This chapter describes how you can define how the assembler is to perform translation between EBCDIC, ASCII and Unicode character sets.
There are numerous ways to define which code points (numeric values) are assigned to which characters. Each of these schemes can be called a code page. IBM has assigned numbers to many of the different code pages.
Since the Tachyon assemblers can read and write files containing characters encoded in EBCDIC, ASCII and/or Unicode, the assembler needs to know how to translate between these character sets. The CODEPAGE option is used to tell the assembler in which EBCDIC and ASCII code pages it is to assume that the characters are encoded. In any assembly one EBCDIC and one ASCII code page will be used.
The assembler supports over 90 different Single Byte Character Set (SBCS) code pages. All of the EBCDIC and ASCII code pages are defined in terms of their translation to and from Unicode. When translating between EBCDIC and ASCII, characters are effectively converted first to Unicode and then to the target code page.
Normally any two given code pages will not define the same set of 256 characters, so usually some characters cannot be translated between the code pages. The assembler requires that all of the characters in the IBM High Level Assemblers Standard Character Set must be translatable between the selected pair of EBCDIC and ASCII code pages. All but three of the characters (the national characters) must translate to their usual code points.

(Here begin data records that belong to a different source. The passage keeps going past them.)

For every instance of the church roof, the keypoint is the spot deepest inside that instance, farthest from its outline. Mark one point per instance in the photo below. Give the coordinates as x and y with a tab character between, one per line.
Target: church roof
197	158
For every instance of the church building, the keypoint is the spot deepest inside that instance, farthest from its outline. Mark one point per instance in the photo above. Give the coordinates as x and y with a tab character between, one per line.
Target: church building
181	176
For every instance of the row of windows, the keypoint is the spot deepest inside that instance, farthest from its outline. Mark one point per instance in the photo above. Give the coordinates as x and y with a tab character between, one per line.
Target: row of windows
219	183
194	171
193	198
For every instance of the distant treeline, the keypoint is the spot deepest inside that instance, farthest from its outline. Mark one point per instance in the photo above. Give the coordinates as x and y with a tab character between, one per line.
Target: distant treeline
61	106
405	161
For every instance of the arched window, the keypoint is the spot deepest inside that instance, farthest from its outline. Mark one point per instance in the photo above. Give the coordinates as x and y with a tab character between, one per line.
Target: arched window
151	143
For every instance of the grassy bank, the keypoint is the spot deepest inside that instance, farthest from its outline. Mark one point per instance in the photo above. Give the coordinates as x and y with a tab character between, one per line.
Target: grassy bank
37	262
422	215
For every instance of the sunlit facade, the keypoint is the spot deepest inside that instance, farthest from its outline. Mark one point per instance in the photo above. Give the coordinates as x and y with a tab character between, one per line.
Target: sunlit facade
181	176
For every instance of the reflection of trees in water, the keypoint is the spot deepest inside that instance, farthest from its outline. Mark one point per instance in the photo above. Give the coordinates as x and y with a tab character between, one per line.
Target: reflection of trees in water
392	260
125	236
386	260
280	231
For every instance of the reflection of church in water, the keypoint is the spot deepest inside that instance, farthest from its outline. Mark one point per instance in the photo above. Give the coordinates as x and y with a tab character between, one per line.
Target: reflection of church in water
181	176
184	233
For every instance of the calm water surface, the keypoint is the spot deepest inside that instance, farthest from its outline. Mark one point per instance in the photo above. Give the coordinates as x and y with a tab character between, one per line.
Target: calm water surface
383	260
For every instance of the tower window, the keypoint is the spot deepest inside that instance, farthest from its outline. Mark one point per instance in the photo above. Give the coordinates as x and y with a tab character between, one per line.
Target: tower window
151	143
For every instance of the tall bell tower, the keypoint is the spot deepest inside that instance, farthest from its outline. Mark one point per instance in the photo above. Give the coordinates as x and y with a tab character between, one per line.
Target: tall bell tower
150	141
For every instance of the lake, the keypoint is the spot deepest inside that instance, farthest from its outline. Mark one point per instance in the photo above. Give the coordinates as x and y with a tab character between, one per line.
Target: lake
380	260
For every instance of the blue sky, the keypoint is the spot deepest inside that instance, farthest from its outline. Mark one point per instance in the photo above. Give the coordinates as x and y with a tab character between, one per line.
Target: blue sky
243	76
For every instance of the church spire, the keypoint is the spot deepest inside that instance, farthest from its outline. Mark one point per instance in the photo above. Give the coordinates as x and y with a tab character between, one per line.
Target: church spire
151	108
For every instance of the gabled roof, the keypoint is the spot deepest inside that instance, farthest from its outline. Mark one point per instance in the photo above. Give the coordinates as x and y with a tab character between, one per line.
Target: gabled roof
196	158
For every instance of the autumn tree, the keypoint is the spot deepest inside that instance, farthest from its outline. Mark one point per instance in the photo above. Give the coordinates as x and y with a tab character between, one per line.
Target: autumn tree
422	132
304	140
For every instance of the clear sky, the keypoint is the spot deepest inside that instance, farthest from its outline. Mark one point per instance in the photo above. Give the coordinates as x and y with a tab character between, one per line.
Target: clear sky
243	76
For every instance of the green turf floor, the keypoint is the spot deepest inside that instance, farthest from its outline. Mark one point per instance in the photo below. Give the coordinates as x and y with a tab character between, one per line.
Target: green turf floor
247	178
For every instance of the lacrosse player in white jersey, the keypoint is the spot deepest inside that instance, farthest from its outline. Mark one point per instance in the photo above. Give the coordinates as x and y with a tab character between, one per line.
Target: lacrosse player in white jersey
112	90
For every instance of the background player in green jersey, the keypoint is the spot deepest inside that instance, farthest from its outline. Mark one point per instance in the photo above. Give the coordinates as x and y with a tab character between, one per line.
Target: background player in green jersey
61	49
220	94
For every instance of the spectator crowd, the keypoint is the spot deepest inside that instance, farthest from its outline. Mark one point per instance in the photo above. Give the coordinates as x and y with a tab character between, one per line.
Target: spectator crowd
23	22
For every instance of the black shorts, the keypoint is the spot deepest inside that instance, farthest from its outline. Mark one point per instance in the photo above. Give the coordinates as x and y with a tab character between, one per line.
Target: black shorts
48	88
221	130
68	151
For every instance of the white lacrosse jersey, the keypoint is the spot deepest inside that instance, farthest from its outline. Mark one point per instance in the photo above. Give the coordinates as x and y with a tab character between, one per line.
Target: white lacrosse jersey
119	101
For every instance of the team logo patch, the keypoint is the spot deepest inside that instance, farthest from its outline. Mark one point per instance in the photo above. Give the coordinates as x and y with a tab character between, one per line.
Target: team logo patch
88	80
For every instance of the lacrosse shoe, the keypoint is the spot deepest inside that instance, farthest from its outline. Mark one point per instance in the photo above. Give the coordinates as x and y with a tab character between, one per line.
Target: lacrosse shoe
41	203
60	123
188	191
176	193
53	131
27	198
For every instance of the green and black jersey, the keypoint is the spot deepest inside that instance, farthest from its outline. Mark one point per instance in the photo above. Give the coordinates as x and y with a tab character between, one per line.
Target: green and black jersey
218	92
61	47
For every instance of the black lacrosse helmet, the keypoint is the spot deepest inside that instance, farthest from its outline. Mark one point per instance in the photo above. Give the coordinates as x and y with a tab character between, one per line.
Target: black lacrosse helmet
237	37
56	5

These characters are the uppercase letters A-Z, the lowercase letters a-z and the digits 0-9 as well as the following:
blank | & | ' | ( | ) | * | + | , | - | . | / | : | = | _ | |
---|---|---|---|---|---|---|---|---|---|---|---|---|---|---|
ASCII | 20 | 26 | 27 | 28 | 29 | 2A | 2B | 2C | 2D | 2E | 2F | 3A | 3D | 5F |
EBCDIC | 40 | 50 | 7D | 4D | 5D | 5C | 4E | 6B | 60 | 4B | 61 | 7A | 7E | 6D |
Note: Some EBCDIC code pages such as 290 (EBCDIC Katakana), 803 (EBCDIC Hebrew) and 1030 (EBCDIC Katakana Extended) do not define the lowercase letters a-z to their normal code points. These code pages are not usable by the assembler.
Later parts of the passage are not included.